Als V-Leute dürfen keine Minderjährigen angeworben werden und keine Personen, die sich in einem Aussteigerprogramm befinden. Sonst gibt es wenig Ausschlusskriterien. Insbesondere Vorstrafen sind kein Hinderungsgrund. Ausnahme: Vorstrafen wegen Meineids oder falscher Verdächtigung, weil diese die Zuverlässigkeit des Spitzels infrage stellen. In einem ersten Entwurf aus dem Juli war noch vorgesehen, dass Kriminelle mit schweren Vorstrafen nicht V-Leute sein dürfen. Diese Einschränkung hat Buschmann auf Wunsch von Innenministerin Nancy Faeser (SPD) gestrichen.

Keine intimen Beziehungen

V-Leute dürfen keine Straftaten begehen, auch nicht zur Tarnung. Wenn sie im Einsatz straffällig werden, ist die Zusammenarbeit zu beenden, so der Gesetzentwurf. V-Leute sollen mit den Spitzel-Honoraren auch nicht ihren Lebensunterhalt bestreiten. Außerdem sollen sie maximal zehn Jahre mit der Polizei zusammenarbeiten. So soll eine gefährliche Symbiose von Polizei und Unterwelt verhindert werden.

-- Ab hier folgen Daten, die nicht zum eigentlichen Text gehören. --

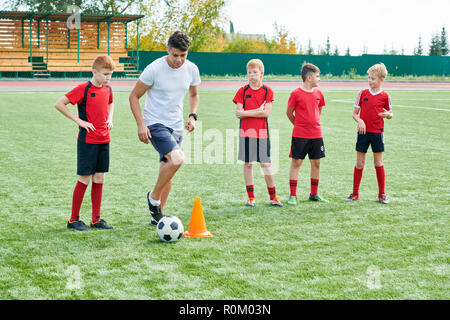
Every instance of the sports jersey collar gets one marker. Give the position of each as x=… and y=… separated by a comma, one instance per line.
x=374, y=94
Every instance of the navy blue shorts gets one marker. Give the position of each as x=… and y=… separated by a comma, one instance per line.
x=300, y=147
x=92, y=158
x=164, y=139
x=375, y=140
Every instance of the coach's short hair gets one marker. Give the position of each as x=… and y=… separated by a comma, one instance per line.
x=308, y=69
x=379, y=70
x=103, y=62
x=179, y=40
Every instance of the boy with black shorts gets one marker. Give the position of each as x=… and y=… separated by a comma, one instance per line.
x=95, y=119
x=253, y=105
x=304, y=109
x=371, y=107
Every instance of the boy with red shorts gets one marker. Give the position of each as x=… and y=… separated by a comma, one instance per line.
x=304, y=109
x=253, y=105
x=371, y=107
x=95, y=119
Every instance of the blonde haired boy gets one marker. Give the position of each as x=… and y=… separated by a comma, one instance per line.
x=372, y=106
x=253, y=105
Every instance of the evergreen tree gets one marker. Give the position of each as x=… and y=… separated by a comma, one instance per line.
x=435, y=46
x=347, y=53
x=419, y=50
x=328, y=47
x=444, y=42
x=310, y=50
x=336, y=51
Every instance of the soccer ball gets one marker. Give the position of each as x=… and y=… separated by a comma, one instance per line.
x=169, y=229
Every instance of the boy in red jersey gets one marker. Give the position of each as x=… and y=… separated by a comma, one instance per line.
x=304, y=109
x=371, y=107
x=95, y=119
x=253, y=106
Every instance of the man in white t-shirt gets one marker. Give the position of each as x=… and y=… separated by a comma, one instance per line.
x=166, y=82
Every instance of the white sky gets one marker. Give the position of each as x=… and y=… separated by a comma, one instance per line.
x=376, y=24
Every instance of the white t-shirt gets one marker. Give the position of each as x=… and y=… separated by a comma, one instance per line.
x=165, y=99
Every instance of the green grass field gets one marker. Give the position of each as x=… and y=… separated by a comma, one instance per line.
x=337, y=250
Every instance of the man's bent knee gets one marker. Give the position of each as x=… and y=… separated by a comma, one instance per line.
x=176, y=157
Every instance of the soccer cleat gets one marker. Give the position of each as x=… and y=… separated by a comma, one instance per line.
x=77, y=225
x=251, y=202
x=352, y=197
x=292, y=200
x=382, y=198
x=316, y=197
x=155, y=211
x=101, y=224
x=276, y=202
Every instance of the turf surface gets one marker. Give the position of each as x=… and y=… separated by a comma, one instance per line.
x=335, y=250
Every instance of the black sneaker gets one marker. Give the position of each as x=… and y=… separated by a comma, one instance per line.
x=155, y=211
x=78, y=225
x=101, y=224
x=316, y=197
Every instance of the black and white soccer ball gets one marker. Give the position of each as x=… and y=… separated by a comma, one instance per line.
x=169, y=229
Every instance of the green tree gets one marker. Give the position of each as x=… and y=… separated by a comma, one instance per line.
x=418, y=51
x=435, y=47
x=310, y=49
x=347, y=52
x=336, y=51
x=444, y=42
x=328, y=47
x=200, y=19
x=87, y=6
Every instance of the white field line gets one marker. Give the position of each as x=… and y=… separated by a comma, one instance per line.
x=393, y=106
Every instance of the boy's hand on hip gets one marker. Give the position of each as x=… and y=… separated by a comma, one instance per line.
x=144, y=134
x=109, y=124
x=361, y=127
x=86, y=125
x=190, y=125
x=386, y=114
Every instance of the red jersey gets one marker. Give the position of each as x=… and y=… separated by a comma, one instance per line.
x=92, y=104
x=253, y=99
x=307, y=113
x=371, y=104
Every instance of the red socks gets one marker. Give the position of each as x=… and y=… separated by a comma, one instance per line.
x=293, y=187
x=381, y=179
x=77, y=200
x=357, y=175
x=271, y=192
x=250, y=191
x=314, y=186
x=96, y=197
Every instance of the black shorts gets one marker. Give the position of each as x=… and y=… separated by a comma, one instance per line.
x=254, y=149
x=375, y=140
x=300, y=147
x=92, y=158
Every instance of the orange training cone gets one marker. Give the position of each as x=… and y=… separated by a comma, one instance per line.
x=197, y=226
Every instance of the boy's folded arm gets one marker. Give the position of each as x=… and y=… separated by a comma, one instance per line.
x=290, y=113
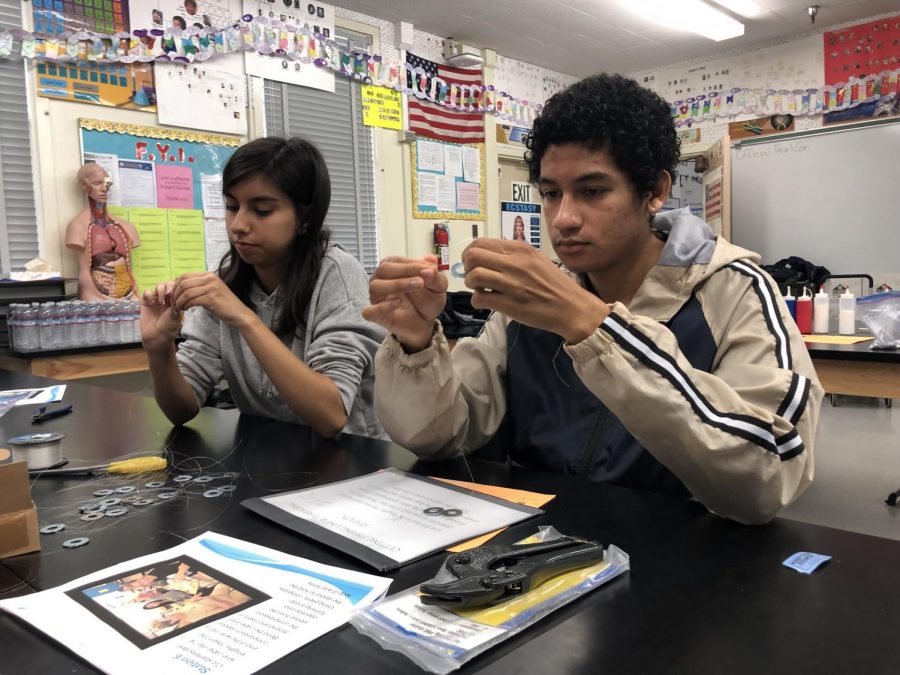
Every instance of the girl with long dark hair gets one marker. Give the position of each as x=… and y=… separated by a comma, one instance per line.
x=280, y=320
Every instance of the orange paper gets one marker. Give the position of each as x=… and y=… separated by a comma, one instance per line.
x=533, y=499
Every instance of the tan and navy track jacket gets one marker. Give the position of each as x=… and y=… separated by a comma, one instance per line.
x=702, y=386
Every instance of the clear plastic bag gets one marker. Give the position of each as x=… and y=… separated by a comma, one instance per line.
x=440, y=640
x=881, y=313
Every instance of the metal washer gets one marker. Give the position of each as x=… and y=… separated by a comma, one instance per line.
x=92, y=508
x=53, y=529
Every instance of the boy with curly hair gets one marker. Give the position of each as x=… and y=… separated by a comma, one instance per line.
x=656, y=356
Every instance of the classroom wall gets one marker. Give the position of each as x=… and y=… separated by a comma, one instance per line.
x=57, y=150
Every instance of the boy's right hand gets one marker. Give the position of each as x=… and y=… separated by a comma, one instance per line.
x=159, y=323
x=407, y=295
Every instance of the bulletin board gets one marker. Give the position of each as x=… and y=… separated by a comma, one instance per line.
x=448, y=180
x=168, y=184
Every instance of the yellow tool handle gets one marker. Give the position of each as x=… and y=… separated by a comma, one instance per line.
x=138, y=465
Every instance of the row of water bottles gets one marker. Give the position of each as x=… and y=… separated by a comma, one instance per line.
x=73, y=323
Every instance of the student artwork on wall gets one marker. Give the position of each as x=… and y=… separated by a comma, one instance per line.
x=207, y=96
x=118, y=85
x=687, y=189
x=85, y=80
x=447, y=179
x=860, y=58
x=182, y=13
x=320, y=20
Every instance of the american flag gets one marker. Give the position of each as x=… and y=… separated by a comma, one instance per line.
x=442, y=122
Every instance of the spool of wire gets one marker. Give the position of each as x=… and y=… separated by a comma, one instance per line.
x=38, y=451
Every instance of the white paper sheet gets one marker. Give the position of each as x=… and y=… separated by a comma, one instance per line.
x=386, y=511
x=452, y=160
x=138, y=180
x=39, y=395
x=427, y=189
x=471, y=164
x=211, y=95
x=429, y=156
x=446, y=193
x=258, y=604
x=211, y=191
x=216, y=242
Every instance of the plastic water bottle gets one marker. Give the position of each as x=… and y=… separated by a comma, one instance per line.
x=80, y=319
x=135, y=320
x=28, y=339
x=92, y=335
x=12, y=324
x=847, y=314
x=820, y=311
x=44, y=326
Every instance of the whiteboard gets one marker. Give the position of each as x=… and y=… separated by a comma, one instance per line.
x=831, y=198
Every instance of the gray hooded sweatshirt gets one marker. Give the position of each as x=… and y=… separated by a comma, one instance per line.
x=336, y=341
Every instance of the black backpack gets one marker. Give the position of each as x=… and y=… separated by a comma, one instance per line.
x=794, y=273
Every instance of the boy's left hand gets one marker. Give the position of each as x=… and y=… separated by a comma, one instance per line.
x=517, y=280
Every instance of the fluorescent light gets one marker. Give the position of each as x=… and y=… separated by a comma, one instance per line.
x=689, y=15
x=745, y=8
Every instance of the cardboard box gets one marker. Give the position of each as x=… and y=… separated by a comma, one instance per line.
x=18, y=517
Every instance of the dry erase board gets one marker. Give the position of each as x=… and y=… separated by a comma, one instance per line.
x=829, y=197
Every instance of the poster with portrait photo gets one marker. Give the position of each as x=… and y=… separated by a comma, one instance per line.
x=521, y=222
x=147, y=14
x=148, y=605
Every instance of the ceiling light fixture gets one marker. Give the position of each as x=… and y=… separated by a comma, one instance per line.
x=690, y=15
x=745, y=8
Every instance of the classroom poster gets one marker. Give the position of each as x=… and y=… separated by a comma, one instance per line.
x=142, y=152
x=172, y=243
x=382, y=107
x=119, y=85
x=852, y=54
x=448, y=180
x=521, y=222
x=209, y=95
x=318, y=17
x=147, y=14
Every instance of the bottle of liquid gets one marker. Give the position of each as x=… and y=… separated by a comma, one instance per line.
x=847, y=314
x=791, y=302
x=804, y=312
x=820, y=311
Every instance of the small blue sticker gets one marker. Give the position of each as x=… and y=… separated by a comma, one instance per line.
x=805, y=562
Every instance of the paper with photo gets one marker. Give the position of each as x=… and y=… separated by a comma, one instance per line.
x=213, y=605
x=36, y=395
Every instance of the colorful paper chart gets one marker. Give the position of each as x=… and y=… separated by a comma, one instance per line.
x=116, y=85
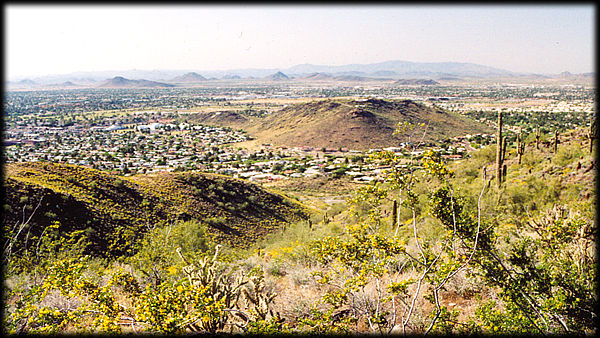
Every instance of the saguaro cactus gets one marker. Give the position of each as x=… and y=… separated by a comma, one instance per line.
x=520, y=147
x=499, y=147
x=591, y=134
x=394, y=214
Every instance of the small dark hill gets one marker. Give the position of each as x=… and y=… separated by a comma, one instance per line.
x=357, y=124
x=352, y=78
x=121, y=82
x=189, y=78
x=114, y=212
x=279, y=76
x=318, y=77
x=225, y=118
x=416, y=82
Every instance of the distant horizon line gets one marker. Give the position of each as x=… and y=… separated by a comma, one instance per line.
x=26, y=77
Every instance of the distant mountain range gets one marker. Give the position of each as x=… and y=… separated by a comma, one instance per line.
x=121, y=82
x=389, y=70
x=189, y=78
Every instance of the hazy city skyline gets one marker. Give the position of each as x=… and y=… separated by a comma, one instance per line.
x=45, y=40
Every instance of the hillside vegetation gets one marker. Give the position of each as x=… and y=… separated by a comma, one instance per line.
x=436, y=248
x=114, y=212
x=357, y=124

Die Identität der V-Leute muss zum Schutz vor Racheakten der Szene geheim bleiben, auch bei Aussagen vor Gericht. Auf eine Aussagepflicht wird aber nicht verzichtet. Erlaubt ist dann jedoch die Verfremdung von Stimme und Aussehen.

Beim Einsatz dürfen V-Leute und verdeckte Er­mitt­le­r:in­nen keine intimen Beziehungen eingehen oder sonst in den Kernbereich des Privaten eindringen. Damit wird ein Beschluss des Bundesverfassungsgerichts aus dem Vorjahr umgesetzt.

Erstmals geregelt wird auch der Einsatz von V-Leuten und verdeckten Er­mitt­le­r:in­nen als Lockspitzel, etwa als Schein­käu­fe­r:in­nen von Drogen. Zulässig ist dies nur bei bereits tatgeneigten Personen. Unzulässig ist aber die staatliche Anstiftung zu Taten, die ohne Tatprovokation nicht begangen würden.

In solchen Fällen soll künftig ein Verfahrenshindernis vorliegen, das heißt: ein Strafprozess und eine Bestrafung ist dann nicht möglich. Damit folgt der Gesetzentwurf der Rechtsprechung des Europäischen Gerichtshofs für Menschenrechte in Straßburg. Dagegen wollte der Bundesgerichtshof bei rechtswidriger Tatprovokation lange Jahre nur eine Strafmilderung zubilligen.